West Lake Bonney, Taylor Valley, Antarctica
Reporting from Blood Falls Basecamp
With yesterday’s success and some navigation data for the programmers to occupy themselves with, today seemed like a good day to work on the problem with the profiler. Through some research, Bart had established that there was a thermistor in the servo driver electronics that would trigger a fault at temperatures around freezing. This seemed like a strange design because the usual concern with electronics is that they will overheat and fail, so having a maximum temperature cutoff makes sense. At our temperatures, though, the electronics will still work fine and there is no real reason to trigger a fault. There are several ways to get around this problem and all of them involved getting into the driver’s electronics. What Bart decided to do was to replace the thermistors with a fixed value resistor.

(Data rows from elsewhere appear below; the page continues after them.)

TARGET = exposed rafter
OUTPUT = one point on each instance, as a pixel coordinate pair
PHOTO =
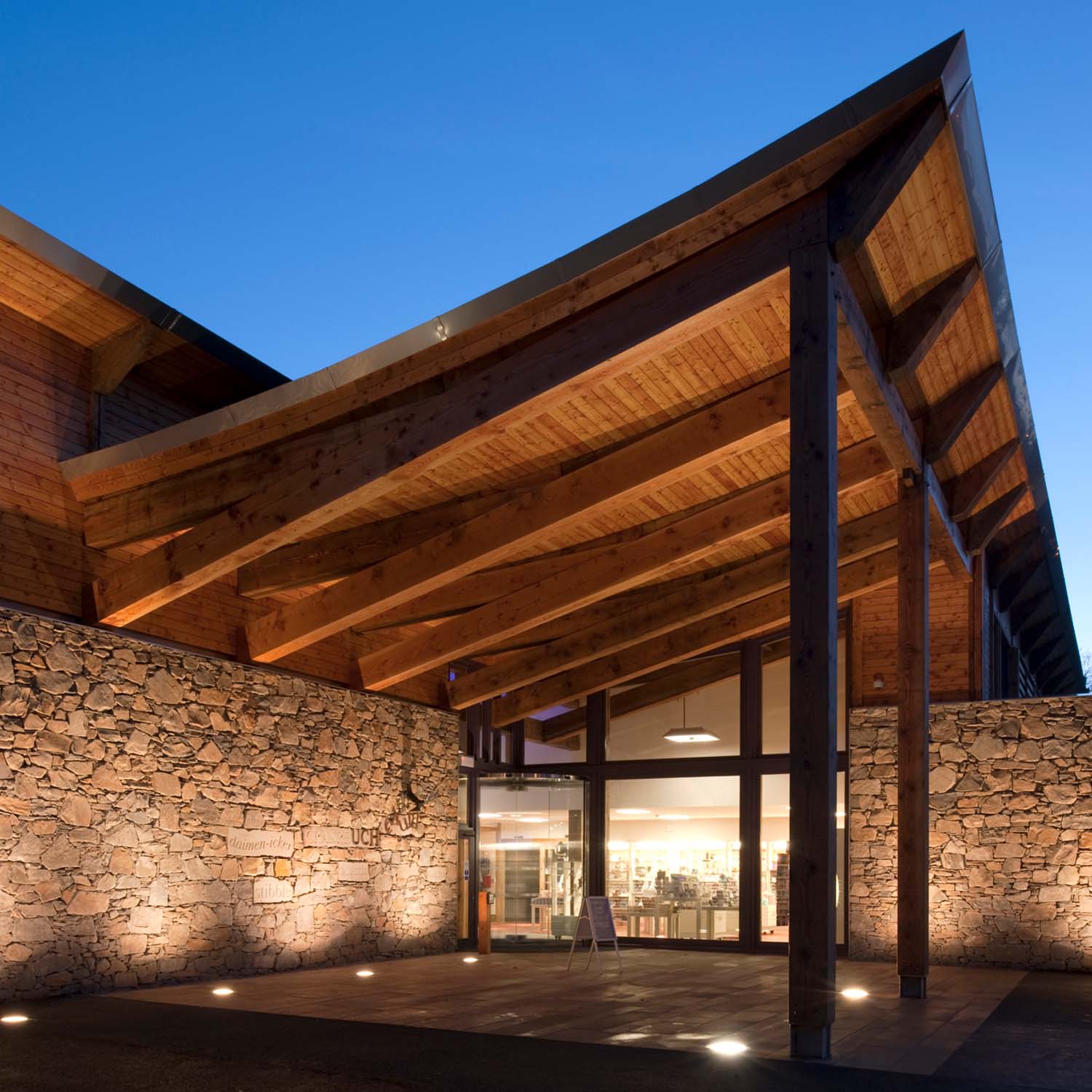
(683, 678)
(742, 513)
(114, 358)
(863, 191)
(749, 580)
(758, 616)
(860, 362)
(946, 422)
(1029, 611)
(405, 441)
(980, 529)
(1009, 557)
(743, 421)
(1015, 585)
(913, 331)
(967, 491)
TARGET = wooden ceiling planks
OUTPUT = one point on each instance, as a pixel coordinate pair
(924, 235)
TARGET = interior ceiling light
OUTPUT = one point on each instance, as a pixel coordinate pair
(685, 735)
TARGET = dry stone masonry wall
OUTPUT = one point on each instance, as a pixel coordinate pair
(1010, 834)
(168, 817)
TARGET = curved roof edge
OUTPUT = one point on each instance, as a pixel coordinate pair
(945, 63)
(80, 268)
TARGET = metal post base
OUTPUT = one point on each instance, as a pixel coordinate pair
(912, 985)
(810, 1042)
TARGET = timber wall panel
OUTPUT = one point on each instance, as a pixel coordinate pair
(45, 416)
(949, 640)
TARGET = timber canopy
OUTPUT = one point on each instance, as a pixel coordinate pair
(581, 478)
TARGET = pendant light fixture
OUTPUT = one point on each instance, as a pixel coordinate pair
(685, 735)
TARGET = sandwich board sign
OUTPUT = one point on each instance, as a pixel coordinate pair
(596, 924)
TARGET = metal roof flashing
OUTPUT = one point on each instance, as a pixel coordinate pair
(946, 67)
(941, 66)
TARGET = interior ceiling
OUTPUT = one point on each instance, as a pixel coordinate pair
(923, 236)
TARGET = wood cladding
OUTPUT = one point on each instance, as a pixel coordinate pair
(46, 416)
(454, 422)
(949, 641)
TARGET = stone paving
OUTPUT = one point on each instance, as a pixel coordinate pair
(666, 1000)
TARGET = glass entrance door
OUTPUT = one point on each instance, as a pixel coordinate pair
(531, 855)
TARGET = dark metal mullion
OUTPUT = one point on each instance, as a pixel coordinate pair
(598, 725)
(751, 817)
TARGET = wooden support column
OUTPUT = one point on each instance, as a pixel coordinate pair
(913, 758)
(596, 803)
(978, 612)
(814, 649)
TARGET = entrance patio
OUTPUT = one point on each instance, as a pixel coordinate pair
(663, 1000)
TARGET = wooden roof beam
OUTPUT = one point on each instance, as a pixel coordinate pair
(404, 441)
(981, 528)
(860, 362)
(336, 555)
(685, 678)
(1034, 638)
(864, 189)
(1009, 557)
(749, 580)
(692, 443)
(1013, 587)
(1029, 611)
(965, 491)
(742, 513)
(914, 331)
(757, 616)
(946, 421)
(114, 358)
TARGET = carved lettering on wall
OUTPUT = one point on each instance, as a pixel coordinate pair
(270, 889)
(259, 843)
(353, 871)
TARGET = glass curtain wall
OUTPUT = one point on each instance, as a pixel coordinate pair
(531, 855)
(673, 858)
(687, 815)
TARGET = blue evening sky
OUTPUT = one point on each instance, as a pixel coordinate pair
(307, 179)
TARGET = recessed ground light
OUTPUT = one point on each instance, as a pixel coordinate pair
(729, 1048)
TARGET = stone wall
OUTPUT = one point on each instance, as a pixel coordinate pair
(1010, 834)
(168, 817)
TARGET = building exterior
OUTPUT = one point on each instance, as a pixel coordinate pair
(620, 580)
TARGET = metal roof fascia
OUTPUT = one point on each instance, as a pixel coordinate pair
(963, 114)
(943, 66)
(80, 268)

The first step of this repair was to remove the housing that contains the profiler electronics. Unfortunately, this is not easy. Of all of the housings we might need to open, the profiler electronics pod is in the physical heart of bot, buried in cables, metal frames, pulleys and so on. We had to remove the drop sonde from its cable, remove the pulley, and undo dozens of nearly-impossible-to-reach bolts. To everyone’s surprise, we had the pod out in only two hours.
Here is the pod we have to remove, right in the center of the vehicle.
Bart slowly slides the electronics pod and pulley assembly out of the vehicle.
Bill and Bart inspect the pod after we’ve detached the pulley assembly.
Pulling the pod out of the bot was only the beginning of the process. Once we had opened the pod, it took Bart several more hours to meticulously remove the electronic components that blocked his access to the servo driver electronics, where he needed to work. He decided that the easiest fix to our temperature fault problem was to spoof the firmware temperature fault control so that it would never trip off. He did this by soldering a standard value resistor in series with the thermistor that had been built into the driver by the manufacturer. A thermistor is a like a temperature sensitive resistor. At lower temperature it provides less resistance and at higher temperature it provides more resistance. Placing another resistor in series with the thermistor adds to the total resistance “felt” in that part of the circuit. Since the firmware equates higher resistance to higher temperature, it is fooled by this new high resistance to think that the temperature is higher than it really is and it doesn’t trip the fault.
Bart works late into the night opening up the pod, digging through the layers of electronics and soldering in the resistors.
It’s good in theory, and we all hope it’s going to work.